Vitamin C: The Key Antioxidant
Vitamin C is the most abundant, water-soluble antioxidant in the body. Vitamin C acts primarily in cellular fluid. Vitamin C scavenges free radicals and cleans up waste products. In addition to its anti-oxidative activities, vitamin C benefits many other body functions. Vitamin C is necessary for the synthesis of collagen, which is an important component in the structural make up of blood vessels, tendons, ligaments, and bone. Vitamin C also plays an important role in the synthesis of the neurotransmitters and norepinephrine.
Neurotransmitters are critical to brain function and are known to affect mood. Vitamin C, even in small amounts, can protect molecules in the body, such as proteins, lipids, carbohydrates, and nucleic acids (DNA and RNA) from damage by free radicals. Vitamin C helps in the fight against free-radical formation caused by pollution and cigarette smoke and also helps return vitamin E to its active form.

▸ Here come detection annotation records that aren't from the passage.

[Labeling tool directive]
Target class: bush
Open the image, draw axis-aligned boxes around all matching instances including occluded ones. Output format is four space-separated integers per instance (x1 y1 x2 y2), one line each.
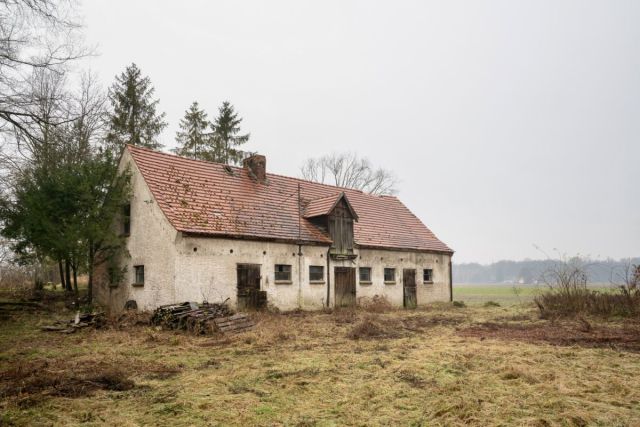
534 258 640 319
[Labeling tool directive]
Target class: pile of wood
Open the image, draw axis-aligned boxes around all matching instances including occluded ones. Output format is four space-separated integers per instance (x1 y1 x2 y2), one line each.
41 312 107 334
151 301 254 334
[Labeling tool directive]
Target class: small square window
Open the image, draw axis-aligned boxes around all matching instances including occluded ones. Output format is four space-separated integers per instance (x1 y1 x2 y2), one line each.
422 268 433 283
133 265 144 286
122 203 131 236
359 267 371 283
384 268 396 282
309 265 324 282
275 264 291 282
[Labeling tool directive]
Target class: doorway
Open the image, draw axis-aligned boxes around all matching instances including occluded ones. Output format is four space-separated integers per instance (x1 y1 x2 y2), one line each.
402 268 418 308
237 264 267 310
334 267 356 307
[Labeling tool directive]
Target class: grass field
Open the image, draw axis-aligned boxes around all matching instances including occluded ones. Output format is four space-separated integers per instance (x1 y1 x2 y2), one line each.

Linus Pauling, Ph.D, a leading researcher of Vitamin C and two-time winner of the Nobel Prize, advised adults to take 2 to 10 grams per day. People require at least 60mgs of vitamin C per day in order to prevent scurvy. The optimal amount of vitamin C is closer to 400 to 3,000 mg per day, in divided doses, more if the body is under stress.

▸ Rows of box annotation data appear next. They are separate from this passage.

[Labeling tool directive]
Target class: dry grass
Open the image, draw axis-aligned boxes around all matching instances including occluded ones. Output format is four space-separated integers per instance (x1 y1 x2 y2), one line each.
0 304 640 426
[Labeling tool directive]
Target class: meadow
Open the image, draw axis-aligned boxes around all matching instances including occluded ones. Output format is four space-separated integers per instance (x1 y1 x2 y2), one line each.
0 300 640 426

Current research findings have shown that Vitamin C may lower the risk of developing cataracts and other eye diseases. In some studies, Vitamin C has helped lower blood pressure and cholesterol and has been shown to help prevent stroke and heart attacks. .

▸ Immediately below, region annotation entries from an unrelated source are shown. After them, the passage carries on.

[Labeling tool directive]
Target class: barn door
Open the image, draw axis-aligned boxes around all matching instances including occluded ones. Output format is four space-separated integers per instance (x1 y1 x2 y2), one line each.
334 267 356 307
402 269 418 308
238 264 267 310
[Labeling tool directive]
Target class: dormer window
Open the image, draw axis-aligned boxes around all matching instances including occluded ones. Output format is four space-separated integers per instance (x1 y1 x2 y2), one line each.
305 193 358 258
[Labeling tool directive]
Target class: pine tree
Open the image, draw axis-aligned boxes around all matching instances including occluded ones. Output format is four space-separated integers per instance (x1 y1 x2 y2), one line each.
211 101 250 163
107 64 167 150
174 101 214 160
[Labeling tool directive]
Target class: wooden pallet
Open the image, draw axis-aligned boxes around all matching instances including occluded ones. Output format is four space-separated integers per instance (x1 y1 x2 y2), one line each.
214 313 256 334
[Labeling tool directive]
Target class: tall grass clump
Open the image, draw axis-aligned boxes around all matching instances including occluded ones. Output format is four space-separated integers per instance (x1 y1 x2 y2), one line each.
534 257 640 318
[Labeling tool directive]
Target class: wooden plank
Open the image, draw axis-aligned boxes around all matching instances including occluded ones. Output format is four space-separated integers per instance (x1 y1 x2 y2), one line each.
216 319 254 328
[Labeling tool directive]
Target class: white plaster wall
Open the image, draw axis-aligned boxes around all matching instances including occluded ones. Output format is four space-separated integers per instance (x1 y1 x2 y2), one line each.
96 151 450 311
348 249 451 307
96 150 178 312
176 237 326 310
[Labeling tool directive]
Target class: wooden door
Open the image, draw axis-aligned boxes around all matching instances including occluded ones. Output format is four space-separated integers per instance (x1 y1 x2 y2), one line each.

Researchers have found that people who suffer from asthma, arthritis, cancer, diabetes, heart disease and muscle injury after exercise have lower levels of vitamin C in their blood than non-sufferers. .
Those with the highest intake of Vitamin C and vitamin E from food appeared to be the least likely to develop Alzheimer’s disease. . To take advantage of the antioxidant benefits, choose foods rich in vitamin C, such as citrus fruits (i.e: oranges, grapefruits), sweet peppers, tomatoes, strawberries and broccoli.
What is Vitamin C Ester?
Vitamin C Ester: The Ultimate Antioxidant
Vitamin C Ester (Ascorbyl palmitate), which is composed of basic Vitamin C (L-ascorbic acid) joined with a fatty acid (Palmitic acid) derived from palm oil, creates an “ester bond”. Vitamin C Ester is therefore fat soluble and can rapidly penetrate the skin, as well as the phospholipid bilayer of cells Ascorbyl palmitate has been added to a number of skin creams due to interest in its antioxidant properties as well as the important role of vitamin C in collagen synthesis. .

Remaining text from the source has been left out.